Vietnamびじねすりぽーと

ベトナムで生活する若者が綴る、安定的に肉を手に入れるまで。

トロンボーンの人がこっちを見ている

どうしよう。

トロンボーンの人がこっちを見ている。

ソロを必死に吹なきながら、必死な顔でこっちを見てる。

なに、こわい。

なんでこっちみてるの?

その顔でなにを伝えたいの?

俺、観客煽るので忙しいんだけど。

てか普通にこわいんだけど。

 

お話を伺おうと思い、「どうしました?」と問うも、

周りがあまりにもうるさくて声が届かない。

観客に「うるさい」と言おうかと思ったが、

如何せん先に音出してるのこっちだから

なんかそういうの、人道に反する気がする。

 

聞こえるくらい近づいて話をしようにも、

こいつ、先端を振り回してて危なくて近づけない。

危ねぇよ。
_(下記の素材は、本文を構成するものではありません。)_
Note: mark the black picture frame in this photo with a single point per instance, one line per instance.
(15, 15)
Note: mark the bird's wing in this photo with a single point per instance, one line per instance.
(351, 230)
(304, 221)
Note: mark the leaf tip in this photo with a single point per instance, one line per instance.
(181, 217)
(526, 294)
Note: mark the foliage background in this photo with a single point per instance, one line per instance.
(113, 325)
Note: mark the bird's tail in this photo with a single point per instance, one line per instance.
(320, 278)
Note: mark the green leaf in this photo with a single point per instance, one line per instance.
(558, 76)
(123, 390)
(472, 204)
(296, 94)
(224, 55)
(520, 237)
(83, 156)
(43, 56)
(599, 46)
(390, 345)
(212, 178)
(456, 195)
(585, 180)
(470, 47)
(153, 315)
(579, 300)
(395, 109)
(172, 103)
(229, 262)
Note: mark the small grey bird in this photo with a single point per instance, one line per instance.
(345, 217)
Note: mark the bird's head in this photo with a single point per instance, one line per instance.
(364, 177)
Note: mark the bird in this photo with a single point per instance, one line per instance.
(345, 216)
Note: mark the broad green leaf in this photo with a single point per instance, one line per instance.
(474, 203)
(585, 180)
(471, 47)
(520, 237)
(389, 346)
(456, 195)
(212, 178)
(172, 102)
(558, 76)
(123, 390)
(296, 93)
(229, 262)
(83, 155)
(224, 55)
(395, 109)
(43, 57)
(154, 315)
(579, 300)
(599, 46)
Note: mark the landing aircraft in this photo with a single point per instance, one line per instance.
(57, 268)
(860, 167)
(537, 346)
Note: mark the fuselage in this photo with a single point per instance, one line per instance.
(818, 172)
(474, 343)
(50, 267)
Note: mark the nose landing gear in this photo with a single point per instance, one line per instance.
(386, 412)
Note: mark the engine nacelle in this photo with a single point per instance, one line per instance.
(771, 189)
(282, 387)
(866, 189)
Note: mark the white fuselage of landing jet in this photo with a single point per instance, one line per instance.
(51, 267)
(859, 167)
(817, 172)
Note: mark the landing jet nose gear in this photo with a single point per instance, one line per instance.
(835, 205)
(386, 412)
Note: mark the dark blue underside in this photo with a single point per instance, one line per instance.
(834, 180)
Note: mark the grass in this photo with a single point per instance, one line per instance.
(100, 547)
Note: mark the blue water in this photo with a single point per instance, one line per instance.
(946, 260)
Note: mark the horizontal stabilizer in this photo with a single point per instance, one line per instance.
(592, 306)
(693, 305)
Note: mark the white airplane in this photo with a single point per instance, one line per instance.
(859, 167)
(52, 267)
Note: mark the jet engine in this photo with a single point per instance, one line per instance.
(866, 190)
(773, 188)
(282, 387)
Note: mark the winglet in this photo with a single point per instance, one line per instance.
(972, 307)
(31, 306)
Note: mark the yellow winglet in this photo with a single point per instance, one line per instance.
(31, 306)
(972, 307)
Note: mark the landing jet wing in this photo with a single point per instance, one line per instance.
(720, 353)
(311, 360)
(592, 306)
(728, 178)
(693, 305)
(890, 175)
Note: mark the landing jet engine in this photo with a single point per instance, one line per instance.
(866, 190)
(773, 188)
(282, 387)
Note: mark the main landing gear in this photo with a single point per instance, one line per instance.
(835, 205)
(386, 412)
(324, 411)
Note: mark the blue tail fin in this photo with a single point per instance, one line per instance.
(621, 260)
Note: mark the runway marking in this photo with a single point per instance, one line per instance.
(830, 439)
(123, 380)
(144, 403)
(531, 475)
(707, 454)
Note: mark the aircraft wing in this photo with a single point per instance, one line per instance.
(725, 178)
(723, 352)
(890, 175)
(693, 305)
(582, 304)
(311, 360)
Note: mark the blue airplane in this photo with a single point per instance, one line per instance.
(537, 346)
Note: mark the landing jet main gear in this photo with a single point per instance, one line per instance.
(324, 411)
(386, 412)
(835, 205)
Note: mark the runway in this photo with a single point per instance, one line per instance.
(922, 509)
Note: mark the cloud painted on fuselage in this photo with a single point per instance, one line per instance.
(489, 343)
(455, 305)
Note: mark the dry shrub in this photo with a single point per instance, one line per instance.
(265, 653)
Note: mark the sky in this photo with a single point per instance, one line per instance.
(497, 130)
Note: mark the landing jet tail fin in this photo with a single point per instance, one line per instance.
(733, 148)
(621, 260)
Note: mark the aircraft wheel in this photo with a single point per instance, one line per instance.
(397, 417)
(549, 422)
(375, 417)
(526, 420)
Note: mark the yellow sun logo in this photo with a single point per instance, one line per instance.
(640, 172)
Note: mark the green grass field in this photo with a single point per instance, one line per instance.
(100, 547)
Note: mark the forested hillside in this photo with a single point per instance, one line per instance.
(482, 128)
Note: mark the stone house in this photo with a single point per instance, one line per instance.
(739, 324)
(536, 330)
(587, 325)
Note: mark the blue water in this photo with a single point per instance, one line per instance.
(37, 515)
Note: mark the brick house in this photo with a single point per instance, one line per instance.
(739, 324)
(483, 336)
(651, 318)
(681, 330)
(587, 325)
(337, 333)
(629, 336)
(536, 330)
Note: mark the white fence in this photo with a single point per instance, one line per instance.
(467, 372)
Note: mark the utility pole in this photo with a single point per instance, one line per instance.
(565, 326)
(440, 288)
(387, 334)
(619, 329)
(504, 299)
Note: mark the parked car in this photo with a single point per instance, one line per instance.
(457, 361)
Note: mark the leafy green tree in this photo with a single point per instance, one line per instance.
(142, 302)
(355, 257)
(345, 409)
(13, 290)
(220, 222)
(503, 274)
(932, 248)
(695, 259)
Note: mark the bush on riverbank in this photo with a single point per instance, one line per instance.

なんでそんな動く必要があるのか。

スライド管ってなんなのか。

ボタン押して吹けボタン。

 

しかたなく小刻みなステップで前後するスライド管を避けても、

待っているのは巨大なベル。

隙を生じぬなんとやら。

だめだ、近づくことすらできない。

 

ってかそもそも口塞がってるから会話ができない。

会話しながら吹ける可能性も多少はあるが、

出来るなら先にやっているだろう。

見たくもないし。気持ち悪そう。

 

こうなれば、手話しかない。

人差し指を振り、手を差し出す。

「どうしましたか?」

すると、一段と音が高らかに響き始めた。

その形相たるや鬼神の如く。

鬼神の如くこっちみてる。

まじこわい。

そして手を前後させつづける。

なにその手話、知らない。

俺、「自分の名前」と「どうしましたか」と「ナス」しかわからない。

 

ふと気づく。

もしかしたら出す音に何かしらのメッセージが込められてるのではないだろうか。

トロンボーンの音に集中する。

しかしいくら耳を澄ませても、観客に向けられた魂の叫びしか聴こえず、僕への用件が含まれてる気配はない。

 

まさか音階そのものに暗号が?

これは、・・・シ・ラ・ミ・ド・レ?

・・・虱、どれ?

知らん。

俺もってないよ。

ていうか俺ゼロ音感だし。シとかわからんし。

 

もはや万策尽きた。

トロンボーンの人はまだこちらを見ている。 

すまない、俺は君の役に立てそうもない。

まぁそれは置いといて、

さっきからとにかく気になってることがある。

 

ソロ長い。

 

いつまで吹いてんだこいつ。

もう、かれこれだよ。

 

何か伝えたいことがあるところ申し訳ないけど、

そろそろメインテーマに戻るべきだと思う。

いいかな?カウントでQ出しするよ?

いいよね?もういいよね?

 

・・・

 

いや、そんな必死な顔で見られてもわかんねぇから。